Dois-je signaler les arbitres à la fédération ?+
Uniquement en cas d'infractions graves (insultes, discrimination). Pour les erreurs d'arbitrage normales : laisser passer.
Que faire si un arbitre siffle vraiment de manière partiale ?+
Documenter tout au long de la saison. En cas de récidive, en parler avec la direction du club.
Comment éviter que l'équipe réagisse émotionnellement aux erreurs de l'arbitre ?+
Établir une règle claire. L'appliquer systématiquement. Récompenser l'équipe si elle garde son calme.
Dois-je demander des éclaircissements à l'arbitre avant le match sur certaines interprétations des règles ?+
Non. Présente-toi tout au plus. Les clarifications émergent du jeu.
Comment gérer les arbitres qui deviennent eux-mêmes agressifs ?+
Rester calme.

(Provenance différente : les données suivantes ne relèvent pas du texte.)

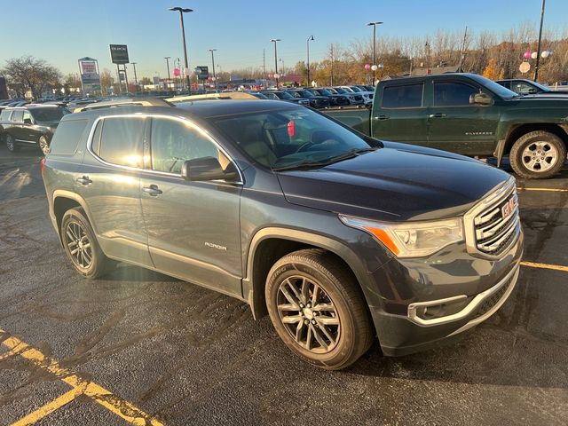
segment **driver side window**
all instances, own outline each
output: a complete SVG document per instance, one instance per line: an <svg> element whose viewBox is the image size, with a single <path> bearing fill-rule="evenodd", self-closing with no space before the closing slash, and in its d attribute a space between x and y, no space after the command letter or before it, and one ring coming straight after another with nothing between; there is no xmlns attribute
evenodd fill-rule
<svg viewBox="0 0 568 426"><path fill-rule="evenodd" d="M152 170L180 174L184 162L203 157L217 158L223 169L229 163L215 144L188 122L152 119Z"/></svg>

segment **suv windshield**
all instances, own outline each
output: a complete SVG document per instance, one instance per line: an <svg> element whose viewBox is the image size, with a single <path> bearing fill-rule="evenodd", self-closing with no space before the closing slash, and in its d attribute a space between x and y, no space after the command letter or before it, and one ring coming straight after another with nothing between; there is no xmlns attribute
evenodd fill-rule
<svg viewBox="0 0 568 426"><path fill-rule="evenodd" d="M212 123L272 170L322 167L382 146L306 108L218 117Z"/></svg>
<svg viewBox="0 0 568 426"><path fill-rule="evenodd" d="M59 122L63 115L69 114L66 108L34 108L30 109L36 122Z"/></svg>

Après le match, en parler avec la direction du club, si nécessaire, le signaler officiellement.
Que faire si les joueurs n'arrêtent pas de discuter, malgré la règle ?+
Remplacer systématiquement. L'effet d'apprentissage se produira.

Conclusion : La gestion professionnelle des arbitres est un facteur distinctif pour les bons entraîneurs

L'entraîneur qui gère les arbitres de manière professionnelle améliore l'ambiance au sein de sa propre équipe, aide les parents en tribune à rester calmes et soutient le jeune arbitre à continuer d'officier.

Sur une saison, cela s'accumule. Tu seras respecté en tant qu'entraîneur, ton équipe sera perçue comme fair-play, ton club aura moins de problèmes avec les arbitres.

Tout cela ne se fait pas du jour au lendemain. Mais chaque saison est une nouvelle opportunité de devenir un peu plus professionnel.